Saffroy Raphaël, Pham Patrick, Chiappini Franck, Gross-Goupil Marine, Castera Laurent, Azoulay Daniel, Barrier Alain, Samuel Didier, Debuire Brigitte, Lemoine Antoinette
Service de Biochimie et Biologie moléculaire, Cedex, France.
Carcinogenesis. 2004 Aug;25(8):1443-8. doi: 10.1093/carcin/bgh147. Epub 2004 Mar 19.
Methylenetetrahydrofolate reductase (MTHFR), a key enzyme in folate metabolism, plays a major role in the provision of methyl groups for DNA methylation and in the production of dTMP for DNA synthesis. Different polymorphisms have been described for this enzyme, the most studied being the C677T, which has been shown to be associated with predisposition to colorectal cancer in patients who consume a high alcohol diet. The aim of this study was to determine whether the MTHFR polymorphism is related to hepatocellular carcinoma (HCC) in patients with alcoholic cirrhosis. MTHFR genotypes were determined in 300 liver transplant patients, 72 of whom had alcoholic cirrhosis with HCC and 122 of whom had alcoholic cirrhosis without HCC. The remaining patients were transplanted for HCC on normal liver (n = 27) or viral cirrhosis with HCC (n = 49) or without HCC (n = 30). We also tested 80 healthy subjects. Among the group of patients transplanted for alcoholic cirrhosis, the frequency of MTHFR variants CC versus CT and TT was significantly higher in patients with HCC than in patients without macroscopic evidence of HCC (P = 0.02). This difference was not observed between patients with and without HCC developed either on viral cirrhosis or on non-cirrhotic liver. If we considered all the patients transplanted for HCC, the MTHFR CC genotype was significantly higher in patients who had developed HCC on alcoholic cirrhosis rather than on viral cirrhosis (P = 0.002) or on non-cirrhotic livers (P = 0.02). The relative risk for HCC in subjects with alcoholic cirrhosis and the CC genotype was 2.03. These results suggest that the MTHFR CC genotype increases the risk to develop HCC in patients who consume a high alcohol diet.
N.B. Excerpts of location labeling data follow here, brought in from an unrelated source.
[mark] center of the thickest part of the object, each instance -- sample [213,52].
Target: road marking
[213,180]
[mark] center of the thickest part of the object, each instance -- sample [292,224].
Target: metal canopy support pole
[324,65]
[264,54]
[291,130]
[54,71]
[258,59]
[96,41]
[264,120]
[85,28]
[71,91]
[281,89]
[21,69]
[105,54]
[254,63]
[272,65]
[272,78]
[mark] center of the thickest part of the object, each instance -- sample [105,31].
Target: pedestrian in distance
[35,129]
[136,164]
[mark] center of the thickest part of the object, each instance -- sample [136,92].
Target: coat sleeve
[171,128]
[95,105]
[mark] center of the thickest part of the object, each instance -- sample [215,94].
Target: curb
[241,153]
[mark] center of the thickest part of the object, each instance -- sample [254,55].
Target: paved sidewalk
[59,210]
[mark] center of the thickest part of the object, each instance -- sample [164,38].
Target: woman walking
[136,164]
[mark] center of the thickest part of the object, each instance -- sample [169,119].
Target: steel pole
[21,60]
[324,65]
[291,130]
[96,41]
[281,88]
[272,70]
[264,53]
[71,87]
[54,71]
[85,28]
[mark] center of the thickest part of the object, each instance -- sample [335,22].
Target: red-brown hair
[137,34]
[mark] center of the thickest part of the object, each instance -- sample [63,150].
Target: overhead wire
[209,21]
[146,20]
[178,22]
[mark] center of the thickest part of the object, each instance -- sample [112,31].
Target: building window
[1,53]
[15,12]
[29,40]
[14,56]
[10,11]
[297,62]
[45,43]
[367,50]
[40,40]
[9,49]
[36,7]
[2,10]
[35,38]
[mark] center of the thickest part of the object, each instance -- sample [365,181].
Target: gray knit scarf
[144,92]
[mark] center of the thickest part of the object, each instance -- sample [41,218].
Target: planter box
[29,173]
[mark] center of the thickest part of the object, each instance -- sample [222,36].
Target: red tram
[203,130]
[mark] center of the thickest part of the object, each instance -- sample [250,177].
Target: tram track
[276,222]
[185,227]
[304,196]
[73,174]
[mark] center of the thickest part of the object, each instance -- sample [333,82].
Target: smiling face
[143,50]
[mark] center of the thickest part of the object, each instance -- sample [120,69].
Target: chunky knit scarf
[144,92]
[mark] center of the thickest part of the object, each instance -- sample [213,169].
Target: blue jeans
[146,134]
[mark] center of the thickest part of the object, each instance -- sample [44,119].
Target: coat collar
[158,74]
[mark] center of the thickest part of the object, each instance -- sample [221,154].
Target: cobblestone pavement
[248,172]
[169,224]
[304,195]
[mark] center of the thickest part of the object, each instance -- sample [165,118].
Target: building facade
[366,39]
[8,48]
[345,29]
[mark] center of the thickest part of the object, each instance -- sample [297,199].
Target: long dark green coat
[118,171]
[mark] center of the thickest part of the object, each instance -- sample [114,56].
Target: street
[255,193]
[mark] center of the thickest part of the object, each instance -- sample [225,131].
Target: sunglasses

亚甲基四氢叶酸还原酶(MTHFR)是叶酸代谢中的关键酶,在为DNA甲基化提供甲基基团以及为DNA合成产生脱氧胸苷一磷酸(dTMP)过程中发挥主要作用。已发现该酶存在不同的多态性,其中研究最多的是C677T,研究表明,在高酒精饮食的患者中,它与结直肠癌易感性有关。本研究的目的是确定MTHFR多态性是否与酒精性肝硬化患者的肝细胞癌(HCC)相关。对300例肝移植患者的MTHFR基因型进行了测定,其中72例为伴有HCC的酒精性肝硬化患者,122例为不伴有HCC的酒精性肝硬化患者。其余患者因正常肝脏的HCC(n = 27)、伴有HCC的病毒性肝硬化(n = 49)或不伴有HCC的病毒性肝硬化(n = 30)而接受移植。我们还检测了80名健康受试者。在因酒精性肝硬化接受移植的患者组中,伴有HCC的患者中MTHFR变异型CC与CT和TT的频率显著高于无肉眼可见HCC证据的患者(P = 0.02)。在病毒性肝硬化或非肝硬化肝脏上发生或未发生HCC的患者之间未观察到这种差异。如果我们考虑所有因HCC接受移植的患者,在酒精性肝硬化上发生HCC的患者中MTHFR CC基因型显著高于在病毒性肝硬化(P = 0.002)或非肝硬化肝脏(P = 0.02)上发生HCC的患者。酒精性肝硬化且具有CC基因型的受试者发生HCC的相对风险为2.03。这些结果表明,MTHFR CC基因型增加了高酒精饮食患者发生HCC的风险。